Here’s our webapp deployment:
apiVersion: apps/v1
kind: Deployment
metadata:
name: webapp
spec:
replicas: 1
selector:
matchLabels:
app: webapp
template:
metadata:
labels:
app: webapp
spec:
containers:
- name: webapp
image: nginxdemos/hello:plain-text
ports:
- containerPort: 80
And here’s a Service for it:
apiVersion: v1
kind: Service
metadata:
name: webapp
spec:
selector:
app: webapp
ports:
- protocol: TCP
port: 80
targetPort: 80
Without any Linkerd authorization, we can curl our webapp service from any other pod:
# From a different pod (e.g., a busybox pod)
kubectl exec -it <some-other-pod-name> -- curl webapp:80
This will successfully return <h1>Hello from pod webapp-xyz...</h1>.
Now, let’s introduce Linkerd’s Server resource to control inbound traffic. A Server defines which other Linkerd-enabled workloads are allowed to connect to a specific workload’s port.
Here’s how we create a Server to allow only the frontend service to connect to our webapp:
apiVersion: linkerd.io/v1alpha1
kind: Server
metadata:
name: webapp-auth
namespace: default # The namespace where webapp is running
spec:
selector:
matchLabels:
app: webapp # Selects the webapp pod(s)
port: 80 # The port on webapp to secure
# The allow list: only workloads matching these selectors are permitted.

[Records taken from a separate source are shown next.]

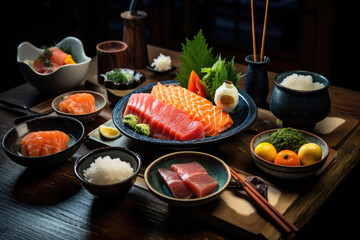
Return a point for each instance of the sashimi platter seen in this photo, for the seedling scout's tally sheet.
(168, 123)
(203, 105)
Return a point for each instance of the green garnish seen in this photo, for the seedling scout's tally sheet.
(196, 56)
(120, 75)
(287, 138)
(142, 129)
(212, 72)
(45, 57)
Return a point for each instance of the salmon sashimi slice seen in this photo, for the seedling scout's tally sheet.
(58, 56)
(213, 118)
(42, 143)
(164, 120)
(196, 177)
(79, 103)
(176, 185)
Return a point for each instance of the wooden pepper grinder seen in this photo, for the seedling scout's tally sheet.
(134, 36)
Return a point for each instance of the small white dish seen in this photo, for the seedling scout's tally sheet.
(65, 78)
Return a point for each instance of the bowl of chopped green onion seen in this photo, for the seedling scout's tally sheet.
(121, 81)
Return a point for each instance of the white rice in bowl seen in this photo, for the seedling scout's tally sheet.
(162, 63)
(301, 82)
(105, 170)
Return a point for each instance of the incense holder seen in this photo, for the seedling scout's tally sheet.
(256, 80)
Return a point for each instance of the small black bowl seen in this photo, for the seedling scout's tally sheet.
(118, 189)
(116, 90)
(11, 141)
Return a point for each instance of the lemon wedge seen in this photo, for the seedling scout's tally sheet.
(109, 132)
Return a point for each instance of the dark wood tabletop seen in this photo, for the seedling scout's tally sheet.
(54, 205)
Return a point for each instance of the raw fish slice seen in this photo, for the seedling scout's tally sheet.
(196, 177)
(79, 103)
(58, 56)
(42, 143)
(176, 185)
(152, 111)
(185, 170)
(213, 118)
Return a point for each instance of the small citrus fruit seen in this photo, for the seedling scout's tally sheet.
(109, 132)
(266, 151)
(287, 158)
(310, 153)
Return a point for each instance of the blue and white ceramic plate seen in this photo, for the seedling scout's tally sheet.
(243, 118)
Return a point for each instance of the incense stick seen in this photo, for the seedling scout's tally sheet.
(253, 30)
(264, 31)
(285, 224)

# If this list is empty, no traffic is allowed.
allow:
- namespace: default
selector:
app: frontend # Only allow 'frontend' pods
With this Server in place, and assuming our frontend service is also Linkerd-enabled and has the label app: frontend, traffic from frontend to webapp:80 will be allowed. However, traffic from any other Linkerd-enabled workload (or even un-meshed workloads if they’re trying to reach the meshed webapp) will be denied.
You’ll see a 503 Service Unavailable response when trying to curl webapp:80 from an unauthorized pod. This is because the Linkerd proxy on the webapp pod receives the request, checks it against the Server resource, finds no matching allow rule, and terminates the connection.

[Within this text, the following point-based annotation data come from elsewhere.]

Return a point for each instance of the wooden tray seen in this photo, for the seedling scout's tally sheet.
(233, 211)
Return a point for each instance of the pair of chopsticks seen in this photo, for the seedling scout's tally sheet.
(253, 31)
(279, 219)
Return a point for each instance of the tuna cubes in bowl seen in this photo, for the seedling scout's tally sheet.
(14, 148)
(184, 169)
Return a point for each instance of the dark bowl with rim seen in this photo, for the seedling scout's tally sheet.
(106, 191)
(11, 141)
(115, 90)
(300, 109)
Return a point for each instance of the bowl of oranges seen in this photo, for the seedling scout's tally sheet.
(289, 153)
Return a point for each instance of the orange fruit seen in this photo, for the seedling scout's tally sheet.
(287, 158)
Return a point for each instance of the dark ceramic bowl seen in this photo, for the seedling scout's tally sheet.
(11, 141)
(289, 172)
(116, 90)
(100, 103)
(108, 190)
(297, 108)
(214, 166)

The Server resource operates at the destination workload. It inspects incoming requests and decides whether to permit them based on the identity of the source workload (as established by the client’s Linkerd proxy). This is a crucial distinction: authorization is enforced by the receiving side.
The selector in the Server resource targets the pods that will have their inbound traffic controlled. The allow list specifies which sources are permitted. Each entry in allow is a namespace and selector pair that identifies a group of source pods. If a request arrives and its source workload doesn’t match any of the allow entries, it’s rejected.
The most surprising part is how this interacts with TLS. Linkerd’s mTLS encrypts traffic between proxies. The Server authorization policy is applied after the mTLS handshake is successful, meaning it’s authorizing based on the identity of the client, which is securely established via mTLS. You can’t spoof an identity to bypass the policy.
Linkerd’s authorization policies are implemented by the inbound proxy of the destination workload. This means the decision to allow or deny a request is made by the proxy running alongside your application’s container, not by the client’s proxy.
Once you’ve successfully implemented server authorization, the next logical step is to explore fine-grained HTTP route authorization using AuthorizationPolicy resources.